Quinoa flour. Milled quinoa is great as a replacement for wheat in bread and dessert recipes, giving them a mildly nutty flavor.
Quinoa pop. Popped quinoa seeds are a wonderful, crunchy addition to various quick snacks, smoothie bowls, parfaits, energy bars, and desserts.
Quinoa flakes. Soft and tender, quinoa flakes are the perfect instant breakfast, although they also work great in many desserts and even savory dishes.
Quinoa is also commonly added to various processed foods. They include cereals, pastas, chips, crackers, baby food products, and more.
Keep in mind that some of these quinoa-based products may be packed with refined sugar and artificial additives. As such, it is recommended to read the labels in order to have a better knowledge of their nutritional value, amount of calories, and ingredients.

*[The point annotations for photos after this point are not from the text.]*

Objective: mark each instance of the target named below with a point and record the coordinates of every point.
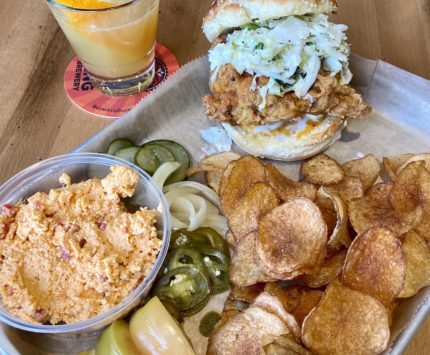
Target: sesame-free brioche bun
(296, 141)
(227, 14)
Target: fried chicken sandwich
(279, 76)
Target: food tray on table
(397, 125)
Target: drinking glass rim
(65, 7)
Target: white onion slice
(206, 191)
(200, 206)
(163, 172)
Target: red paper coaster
(81, 92)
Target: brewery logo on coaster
(81, 92)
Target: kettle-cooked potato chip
(286, 188)
(418, 157)
(285, 345)
(346, 321)
(244, 266)
(330, 269)
(213, 179)
(230, 238)
(322, 170)
(225, 316)
(226, 176)
(273, 305)
(249, 331)
(258, 201)
(417, 254)
(246, 293)
(366, 168)
(392, 164)
(297, 300)
(350, 188)
(375, 264)
(411, 188)
(246, 172)
(291, 237)
(375, 210)
(340, 235)
(239, 334)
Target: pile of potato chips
(320, 264)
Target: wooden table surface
(38, 121)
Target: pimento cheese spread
(75, 252)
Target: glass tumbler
(115, 40)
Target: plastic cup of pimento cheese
(44, 176)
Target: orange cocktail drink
(114, 39)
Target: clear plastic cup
(44, 176)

Where to Buy Quinoa Products
With their growing popularity, quinoa-containing products are very easy to come by. They can be found in supermarkets, natural food stores, and through online retailers.
Quinoa products are not only beneficial for people with celiac disease and gluten intolerance. They are also a tasty and nutritious addition to various quinoa recipes, enjoyed as part of a healthy, balanced diet.
- Celiac Disease Foundation, What Is Celiac Disease?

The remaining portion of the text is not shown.